REPUBLIKA.CO.ID, ISTANBUL -- Menteri Dalam Negeri Turki Ali Yerlikaya mengatakan polisi Turki menahan 210 orang. Setelah menggunakan gas air mata dan peluru karet untuk menghentikan pengunjuk rasa sampai ke Alun-alun Taksim, titik temu yang biasanya digunakan untuk berunjuk rasa di Istanbul.
Satu malam sebelum Hari Buruh pada 1 Mei, Presiden Turki Tayyip Erdogan melarang unjuk rasa tahunan di Alun-alun Taksim. Polisi menutup alun-alun tersebut. Pakar hukum mengatakan langkah ini melanggar hak rakyat Turki untuk menggelar pertemuan publik dan berdemonstrasi, hak yang ditegakan Mahkamah Konstitusi pada putusan Oktober lalu.
Ketua Partai Republik Rakyat (CHP) Ozgur Ozel menyerukan agar unjuk rasa di alun-alun itu tetap dilakukan meski dilarang kantor Gubernur Istanbul. "Bila 1 Mei tidak dirayakan di alun-alun utama, demokrasi dalam masalah.
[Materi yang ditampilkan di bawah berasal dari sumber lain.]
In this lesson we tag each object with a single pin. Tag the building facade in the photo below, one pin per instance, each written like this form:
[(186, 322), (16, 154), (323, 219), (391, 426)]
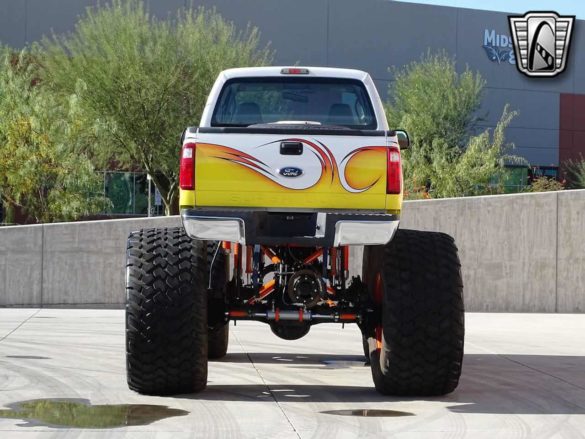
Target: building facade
[(374, 35)]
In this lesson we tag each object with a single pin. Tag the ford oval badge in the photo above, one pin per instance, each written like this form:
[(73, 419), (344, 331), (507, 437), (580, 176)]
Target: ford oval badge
[(290, 171)]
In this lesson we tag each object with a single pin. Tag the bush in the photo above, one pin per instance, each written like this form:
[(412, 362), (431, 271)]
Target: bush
[(38, 170), (138, 82), (545, 184), (439, 107)]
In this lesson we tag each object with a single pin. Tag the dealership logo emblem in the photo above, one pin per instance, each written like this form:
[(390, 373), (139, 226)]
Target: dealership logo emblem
[(541, 42)]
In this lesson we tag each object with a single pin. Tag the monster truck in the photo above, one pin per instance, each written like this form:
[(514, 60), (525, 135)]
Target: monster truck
[(288, 172)]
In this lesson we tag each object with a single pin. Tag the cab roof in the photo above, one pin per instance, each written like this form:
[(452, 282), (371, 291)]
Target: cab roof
[(276, 71)]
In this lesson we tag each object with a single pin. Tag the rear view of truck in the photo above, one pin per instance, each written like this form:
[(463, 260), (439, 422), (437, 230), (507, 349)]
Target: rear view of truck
[(288, 169)]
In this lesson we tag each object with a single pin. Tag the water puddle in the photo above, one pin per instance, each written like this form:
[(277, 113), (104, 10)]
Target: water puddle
[(80, 413), (368, 413)]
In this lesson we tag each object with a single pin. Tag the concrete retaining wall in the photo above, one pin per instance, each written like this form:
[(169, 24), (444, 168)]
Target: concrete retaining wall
[(520, 253)]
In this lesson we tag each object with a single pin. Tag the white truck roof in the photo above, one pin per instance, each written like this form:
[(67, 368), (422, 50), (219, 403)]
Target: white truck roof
[(326, 72), (276, 71)]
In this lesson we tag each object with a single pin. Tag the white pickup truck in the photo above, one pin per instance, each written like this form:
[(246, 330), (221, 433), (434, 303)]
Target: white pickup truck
[(288, 168)]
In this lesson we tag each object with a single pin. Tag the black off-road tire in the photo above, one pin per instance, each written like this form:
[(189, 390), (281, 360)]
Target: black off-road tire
[(421, 314), (218, 327), (166, 312)]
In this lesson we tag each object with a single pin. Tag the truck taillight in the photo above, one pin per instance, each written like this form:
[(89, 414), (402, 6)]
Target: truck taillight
[(187, 169), (393, 172)]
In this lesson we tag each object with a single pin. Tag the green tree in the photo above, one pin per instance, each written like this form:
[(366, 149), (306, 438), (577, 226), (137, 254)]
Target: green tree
[(38, 170), (439, 108), (575, 170), (139, 81)]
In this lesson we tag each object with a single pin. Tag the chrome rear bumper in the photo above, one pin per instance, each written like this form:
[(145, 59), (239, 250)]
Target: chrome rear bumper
[(328, 229)]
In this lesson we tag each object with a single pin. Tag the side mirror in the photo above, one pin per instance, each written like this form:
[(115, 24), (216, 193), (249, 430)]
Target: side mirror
[(403, 139)]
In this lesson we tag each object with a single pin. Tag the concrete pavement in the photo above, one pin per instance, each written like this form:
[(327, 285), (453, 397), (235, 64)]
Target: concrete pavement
[(524, 376)]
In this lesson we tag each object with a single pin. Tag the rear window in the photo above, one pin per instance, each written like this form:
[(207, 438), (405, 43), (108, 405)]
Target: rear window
[(334, 102)]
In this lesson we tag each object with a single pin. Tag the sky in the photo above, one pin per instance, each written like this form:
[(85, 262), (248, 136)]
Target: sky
[(563, 7)]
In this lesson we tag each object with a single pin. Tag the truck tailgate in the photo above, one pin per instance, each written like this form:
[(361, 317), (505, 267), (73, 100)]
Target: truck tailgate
[(290, 171)]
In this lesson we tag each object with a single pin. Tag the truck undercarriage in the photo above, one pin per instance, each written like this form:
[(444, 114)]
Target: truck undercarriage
[(292, 288)]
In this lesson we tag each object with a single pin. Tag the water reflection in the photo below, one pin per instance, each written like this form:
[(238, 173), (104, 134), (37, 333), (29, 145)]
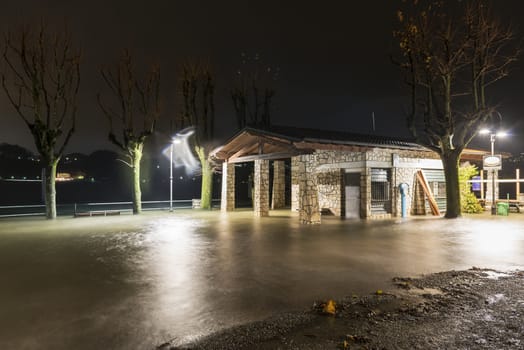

Perjuangan ini akan berlanjut sampai Taksim bebas," kata Ozel di distrik Sarachane, Rabu (1/5/2024).
Ozel dan Walikota Istanbul dari CHP, Ekrem Imamoglu yang terpilih kembali tahun ini bergabung dengan pekerja dan anggota serikat buruh untuk berpawai ke Alun-alun Taksim untuk memprotes lonjakan inflasi dan kesulitan ekonomi.
Namun di Sarachane komite penyelenggara Hari Buruh mengumumkan unjuk rasa diakhiri setelah adanya intervensi polisi. Dalam video yang terbesar di media sosial X, pengumuman ini membuat massa marah.
Pihak berwenang mengerahkan penembak jitu di Valens Aqueduct yang bersejarah di Sarachane dan mendirikan barikade dengan kendaraan meriam air dan lusinan petugas polisi yang memblokir semua jalur ke alun-alun itu. Beberapa pengunjuk rasa kemudian melempar batu ke petugas keamanan saat mereka hendak menerobos barikade.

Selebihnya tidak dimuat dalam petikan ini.